6番 十味敗毒湯(じゅうみはいどくとう)

皮膚科っぽい漢方薬といえば、十味敗毒湯と紫雲膏だと思ってました。アプリ「プロ漢方」で調べると、意外と十味敗毒湯の適応って広くない印象。確かに急性期には使うものの、あせもなら消風散、しもやけなら温経湯・四物湯・当帰四逆加呉茱萸生姜湯、にきびなら荊芥連翹湯・桂枝茯苓丸加薏苡仁・清上防風湯、老人性掻痒症なら真武湯…

同じしもやけでも、どのように使い分けるのか… それは番号順シリーズのあとで…

使用目的(証)

本方は、体力中等度の人の諸種皮膚疾患に頻用される。皮膚所見は、膿疱、散発性・びまん性発疹(丘疹・膨疹)、滲出液が乏しいなどの特徴が見られる。腹部では、肋骨弓下部に軽度の抵抗・圧痛(胸脇苦満)を認めることが多い。主として急性増悪期に用いるが、化膿性疾患が再燃しやすい例に連用することもある。

組成

荊芥(けいがい) 防風(ぼうふう) 生姜(しょうきょう) 柴胡(さいこ) 桔梗(ききょう) 甘草(かんぞう) 川芎(せんきゅう) 茯苓(ぶくりょう) 樸樕(ぼくそく) 独活(どっかつ)

勝手にポイント

オリジナルは華岡青洲が作った荊防敗毒散。浅田宗伯がアレンジ。

荊芥(けいがい)はシソ科の植物。麻黄と桂皮に似る。発汗して病気を外に出すイメージ。
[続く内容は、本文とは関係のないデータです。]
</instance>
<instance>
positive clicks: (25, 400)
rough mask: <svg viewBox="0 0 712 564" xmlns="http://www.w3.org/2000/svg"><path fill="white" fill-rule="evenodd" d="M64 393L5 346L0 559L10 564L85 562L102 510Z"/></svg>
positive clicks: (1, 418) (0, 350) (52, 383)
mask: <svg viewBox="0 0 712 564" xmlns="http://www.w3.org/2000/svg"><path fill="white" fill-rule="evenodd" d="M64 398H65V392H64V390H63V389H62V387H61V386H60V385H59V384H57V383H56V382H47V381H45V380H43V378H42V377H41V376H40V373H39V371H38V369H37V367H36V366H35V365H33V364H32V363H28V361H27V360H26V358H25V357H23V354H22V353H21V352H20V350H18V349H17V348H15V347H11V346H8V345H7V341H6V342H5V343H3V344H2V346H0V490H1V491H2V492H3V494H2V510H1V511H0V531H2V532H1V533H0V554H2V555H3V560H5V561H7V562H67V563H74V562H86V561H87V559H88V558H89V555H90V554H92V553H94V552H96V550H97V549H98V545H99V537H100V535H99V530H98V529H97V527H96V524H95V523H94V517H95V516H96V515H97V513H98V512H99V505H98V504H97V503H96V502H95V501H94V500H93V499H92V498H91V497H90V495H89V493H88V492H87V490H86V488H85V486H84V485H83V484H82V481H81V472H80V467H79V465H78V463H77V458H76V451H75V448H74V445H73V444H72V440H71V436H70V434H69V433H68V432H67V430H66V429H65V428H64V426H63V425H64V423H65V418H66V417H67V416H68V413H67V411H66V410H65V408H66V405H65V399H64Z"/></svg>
防風(ぼうふう)はセリ科の植物。荊芥と防風はしばしばセットで使う。

生姜(しょうきょう)は温める薬。

柴胡(さいこ)は炎症をとる。わずかに冷やす「微寒」

桔梗(ききょう)は桔梗の根っこ。鎮咳去痰薬。排膿・鎮痛効果あり

川芎(せんきゅう)は血の巡り、気の巡りを良くする。

茯苓(ぶくりょう)は利水剤。

樸樕(ぼくそく)はクヌギの木の樹皮。日本のエキス剤では、ツムラのみ樸樕を使用。他社は桜皮。

独活(どっかつ)はセリ科のウド。温めて乾かす薬。